Marriage in Our Contemporary World: Pastoral Observations from an African Perspective | John Cardinal Onaiyekan | CWR
In an exclusive excerpt from Eleven Cardinals Speak on Marriage and the Family: Essays from a Pastoral Viewpoint, the archbishop of Abuja, Nigeria addresses challenges facing marriage from the perspective of African Christianity.
[Editor’s note: The following is an exclusive excerpt from the book Eleven Cardinals Speak on Marriage and the Family: Essays from a Pastoral Viewpoint, which will be published by Ignatius Press September 15. The book also includes contributions by Cardinals Robert Sarah, Carlo Caffarra, Baselios Cleemis, Paul Josef Cordes, Dominik Duka, Joachim Meisner, Camillo Ruini, Antonio María Rouco Varela, Willem Jacobus Eijk, and Jorge L. Urosa Savino. Topics addressed in the book include marriage and family life, divorce and civil marriage, marriage preparation, and secular challenges to family life.]
Today, marriage has become a matter for great debate both within and outside the Church. The debate has come even right into the sacred places of the Church of God, to the extent that a lot of our Christians are getting worried even to the point of panic.

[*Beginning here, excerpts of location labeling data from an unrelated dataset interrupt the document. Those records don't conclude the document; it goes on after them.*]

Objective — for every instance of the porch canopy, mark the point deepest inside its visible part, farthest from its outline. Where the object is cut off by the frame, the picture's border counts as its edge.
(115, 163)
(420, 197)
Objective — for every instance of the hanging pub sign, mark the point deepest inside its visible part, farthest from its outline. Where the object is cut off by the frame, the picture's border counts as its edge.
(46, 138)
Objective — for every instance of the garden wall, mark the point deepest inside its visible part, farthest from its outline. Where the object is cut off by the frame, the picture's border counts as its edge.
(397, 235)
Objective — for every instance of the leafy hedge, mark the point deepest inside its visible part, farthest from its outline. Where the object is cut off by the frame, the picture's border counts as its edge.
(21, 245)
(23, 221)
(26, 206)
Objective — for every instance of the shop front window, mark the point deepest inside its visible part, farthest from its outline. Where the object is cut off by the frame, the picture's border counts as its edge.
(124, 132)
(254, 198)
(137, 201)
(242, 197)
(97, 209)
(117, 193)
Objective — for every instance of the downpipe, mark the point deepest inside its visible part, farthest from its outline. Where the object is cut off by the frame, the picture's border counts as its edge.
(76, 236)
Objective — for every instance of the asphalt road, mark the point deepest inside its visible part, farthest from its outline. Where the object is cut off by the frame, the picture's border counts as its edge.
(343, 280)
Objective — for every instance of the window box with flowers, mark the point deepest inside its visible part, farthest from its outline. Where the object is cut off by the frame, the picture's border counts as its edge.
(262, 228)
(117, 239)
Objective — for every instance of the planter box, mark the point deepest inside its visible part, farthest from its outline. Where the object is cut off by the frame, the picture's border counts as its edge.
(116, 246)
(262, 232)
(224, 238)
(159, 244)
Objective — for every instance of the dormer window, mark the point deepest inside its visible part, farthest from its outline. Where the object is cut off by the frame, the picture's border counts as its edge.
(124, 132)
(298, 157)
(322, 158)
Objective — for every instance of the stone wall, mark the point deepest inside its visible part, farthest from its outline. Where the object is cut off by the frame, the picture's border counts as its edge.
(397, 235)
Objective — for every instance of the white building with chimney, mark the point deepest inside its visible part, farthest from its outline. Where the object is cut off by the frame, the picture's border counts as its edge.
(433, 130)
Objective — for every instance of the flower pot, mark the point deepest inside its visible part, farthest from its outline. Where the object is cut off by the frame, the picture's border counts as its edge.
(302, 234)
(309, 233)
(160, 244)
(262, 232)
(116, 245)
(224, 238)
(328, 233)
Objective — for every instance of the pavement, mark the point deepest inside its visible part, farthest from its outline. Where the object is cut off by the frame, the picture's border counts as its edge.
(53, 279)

A good demonstration was what happened during the first session of the synod on the family, which took place in Rome in October 2014. Somewhere along the line, the mass media became full of rumors to the effect that finally the Catholic Church was changing her rigid position and was at last catching up with the rest of the world, not only in the reconsideration of divorce and remarriage, but also with regard to homosexuality and same-sex unions.
I was not in Rome. I was in my house in Abuja. Phone calls were coming to me from both Nigeria and abroad from very concerned Catholics wondering what was happening to the Church. Interestingly enough, I receive calls from even non-Catholics, including Muslim friends, asking what was happening to our Church. My reply to them all was: “No need for panic. The boat of Peter may be in turbulence. But it will never sink. It will always arrive at its shores because Jesus is in it.” We must have faith in the Holy Spirit guiding his Church. We must believe especially in the special grace of the Holy Spirit guiding the Vicar of Christ, the successor of Peter, our pope. I was glad and thrilled the next day to receive reports of the proceedings from the synod hall that went on to confirm my faith in the Church and that I passed on to those who a day before had reached out to me. We are in much the same situation today. It is a question of whether, indeed, there is such a thing as a doctrine of the Church that is firm, solid, and immutable or whether the Church will have to follow the latest developments and trends around us rather than lead humanity to salvation.
1. Contemporary developments
The issues of marriage and family should be placed within the general context of developments in the world of our day, especially in those societies that claim to be developed.